Cuando abrí la puerta del balcón el ruido de la calle entró de lleno en la casa, y pensé qué bueno era el climalit que había elegido para las ventanas y puertas de mi casa, pensamientos absurdos para una mente que se iba calentando más y más. El espectáculo era dramático: coches, camiones, policía, personas corriendo tras otras personas y, justo debajo del balcón, en la puerta del edificio, Lázaro, el marido de Josefina, sirviendo de comida a unos cuantos tipos andrajosos.
“Joder, joder, joder, son zombies” me dije. Mi cerebro lo negaba. Miré otra vez: lo que le estaba pasando a Lázaro se repetía a lo largo de la carretera con otra gente. “Son zombies, joder, esto no puede estar pasando, joder, no es posible”.
Ahora ya no oía el ruido de la calle, sólo mi propio corazón que palpitaba locamente a punto de desbocarse. “No puede ser, no puede ser, joder, no puede ser, esto es imposible, es imposible, no puede ser” me decía locamente, aunque lo que estaba viendo en la calle me gritaba a la cara que sí era, que estaba pasando, que ahí estaba mi cambio deseado.

Traté de tranquilizarme, de que mi corazón bajase las pulsaciones porque estaba a punto de que me diera un infarto. Todavía me parecía increíble lo que estaba viendo, pero mi cerebro empezaba a asumirlo.
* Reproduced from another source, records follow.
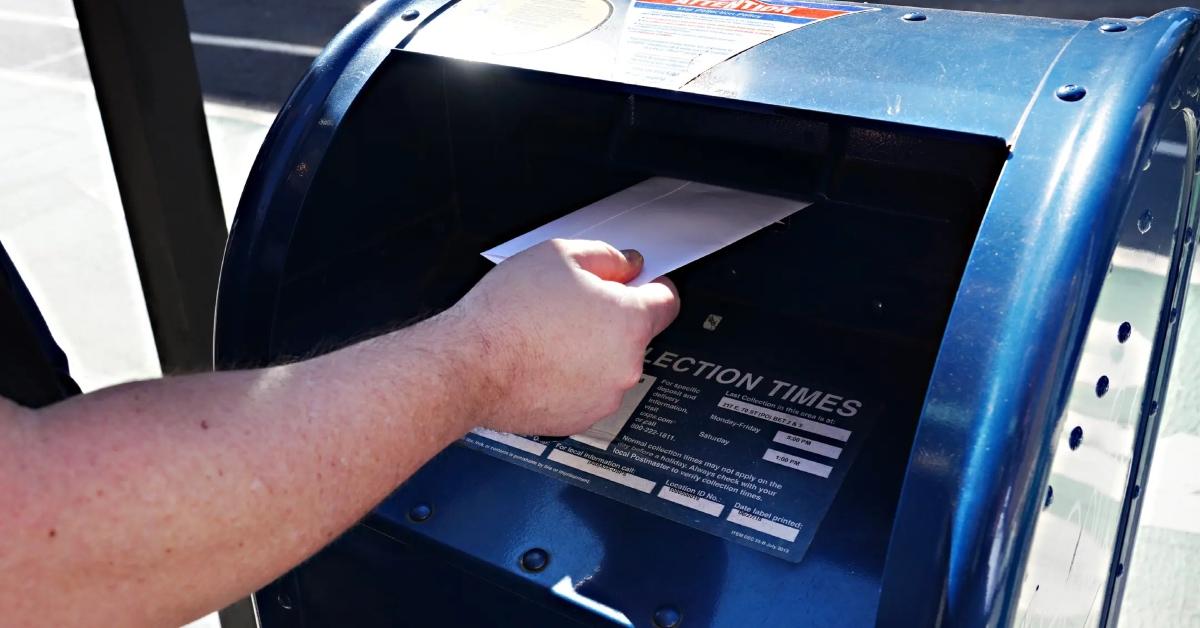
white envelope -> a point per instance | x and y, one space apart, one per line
670 221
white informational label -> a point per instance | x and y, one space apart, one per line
808 444
696 503
784 418
762 525
605 431
797 462
511 440
483 29
601 471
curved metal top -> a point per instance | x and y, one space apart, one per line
969 72
1007 363
283 171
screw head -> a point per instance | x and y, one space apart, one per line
534 560
1075 438
1071 93
667 617
420 513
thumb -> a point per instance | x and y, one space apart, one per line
604 261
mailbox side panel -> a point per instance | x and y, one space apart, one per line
1007 370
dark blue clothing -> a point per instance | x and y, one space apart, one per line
33 368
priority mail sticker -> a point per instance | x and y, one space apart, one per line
666 43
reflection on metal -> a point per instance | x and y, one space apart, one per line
1077 560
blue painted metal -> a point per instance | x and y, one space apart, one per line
983 449
279 181
976 480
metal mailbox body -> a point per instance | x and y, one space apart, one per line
1018 498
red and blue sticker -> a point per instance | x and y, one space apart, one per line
790 11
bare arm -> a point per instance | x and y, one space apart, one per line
155 502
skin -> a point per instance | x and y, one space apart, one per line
155 502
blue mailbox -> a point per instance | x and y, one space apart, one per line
930 398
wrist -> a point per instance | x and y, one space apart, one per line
466 354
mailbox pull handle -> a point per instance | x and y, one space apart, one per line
565 590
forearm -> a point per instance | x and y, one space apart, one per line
178 496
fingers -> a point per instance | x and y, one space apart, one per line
660 300
603 259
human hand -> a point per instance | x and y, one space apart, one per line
561 335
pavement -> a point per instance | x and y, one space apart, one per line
61 221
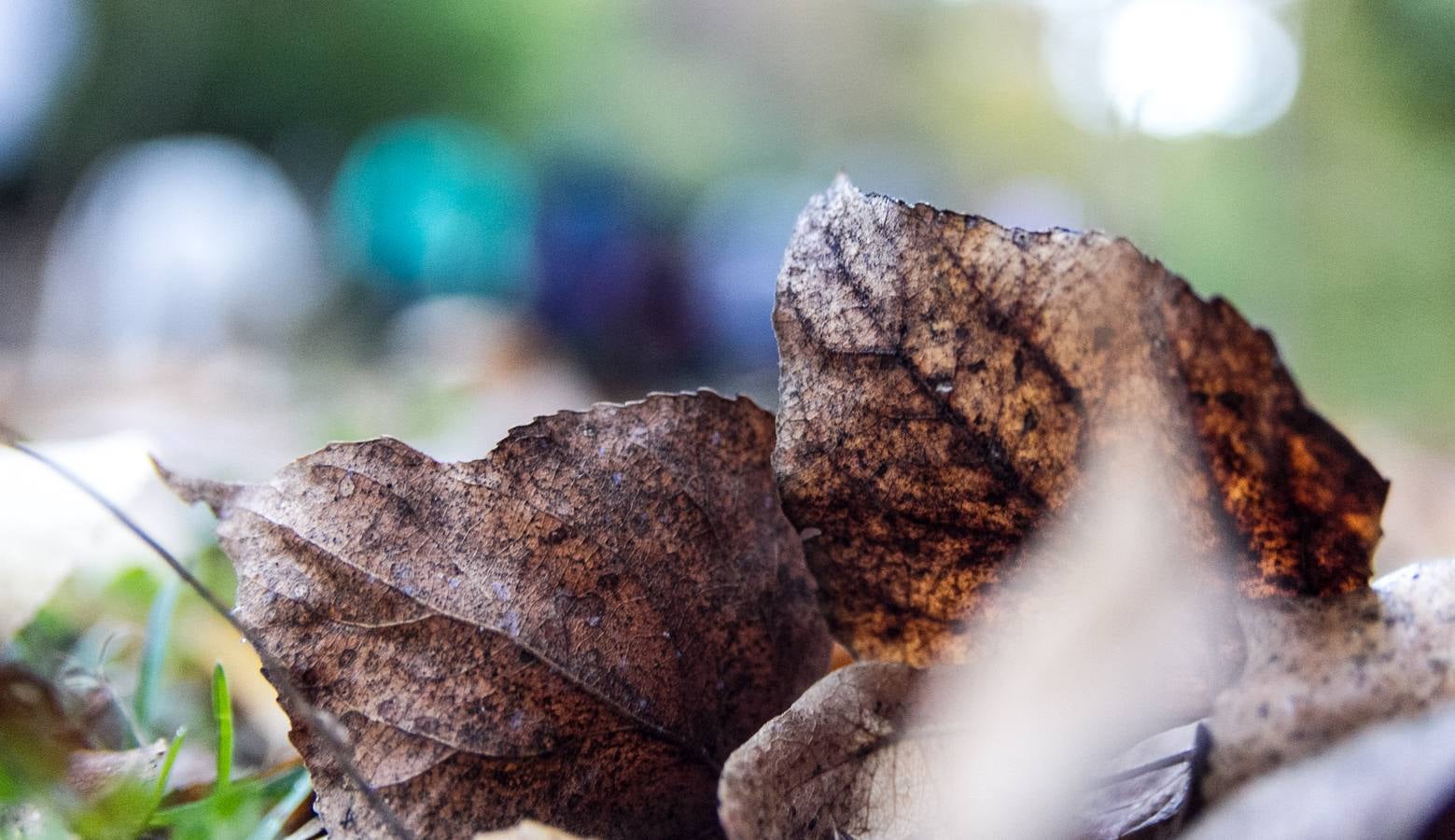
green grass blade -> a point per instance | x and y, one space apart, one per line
271 824
159 629
223 714
166 774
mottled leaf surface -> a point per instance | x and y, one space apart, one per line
834 764
1320 670
854 757
1150 791
577 629
944 376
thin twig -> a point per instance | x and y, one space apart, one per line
341 751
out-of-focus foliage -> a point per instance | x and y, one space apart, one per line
1329 224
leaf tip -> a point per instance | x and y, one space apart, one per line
191 491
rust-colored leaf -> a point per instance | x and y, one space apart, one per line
942 379
1319 671
1392 780
577 629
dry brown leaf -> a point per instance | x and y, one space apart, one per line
853 759
942 377
1319 670
1392 780
1151 791
834 763
527 830
575 629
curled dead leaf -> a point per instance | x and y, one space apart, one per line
1392 780
577 629
853 759
1319 670
942 379
832 764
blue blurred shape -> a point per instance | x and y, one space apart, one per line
610 274
427 207
735 239
39 43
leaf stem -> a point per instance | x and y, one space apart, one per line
276 673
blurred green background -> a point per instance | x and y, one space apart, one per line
613 169
233 231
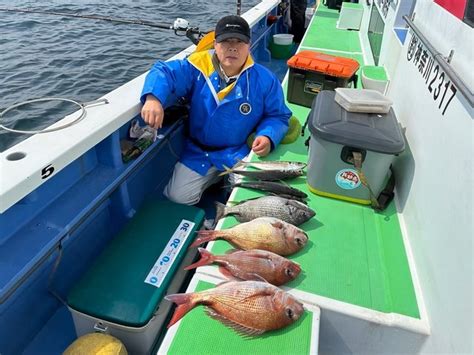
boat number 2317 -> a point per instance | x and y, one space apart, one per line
47 171
437 82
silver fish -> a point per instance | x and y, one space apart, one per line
267 175
273 187
290 211
272 165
Como buena aficionada al género, lo primero que pensé fue en zombies; no sabía si era así o no, pero era el símil más parecido que había podido encontrar: gente muerta (con ojos muertos) que se come a otra para desayunar. Una carcajada estuvo a punto de salir de mi boca, y la contuve para no desbordar un histerismo que sentía que afloraba dentro de mí, ya tenía una mujer histérica en la casa, y si el tema estaba como yo pensaba, no podía permitir dejarme llevar también.

Se me había olvidado llamar a la policía mientras observaba la escena; el teléfono estaba muerto en mi mano y, aunque supuse que nadie iba a responder a mi llamada, intenté contactar con el 112. Comunicaba. Entré en el salón, cerré la puerta del balcón, bajé con mucho cuidado la persiana y me enfrenté a Josefina que me miraba esperanzada.
-          ¿Has visto a Lázaro? ¿Has llamado a la policía? ¿Qué te han dicho? ¿Cómo está mi marido? ¡Ay, ay, ay!
-          Josefina, la policía no contesta, supongo que está saturada de llamadas, y Lázaro… Bueno, si pasa lo que yo creo que pasa, el milagro de Jesucristo se va a quedar en mantillas, joder –algunas veces debería morderme la lengua, lo se.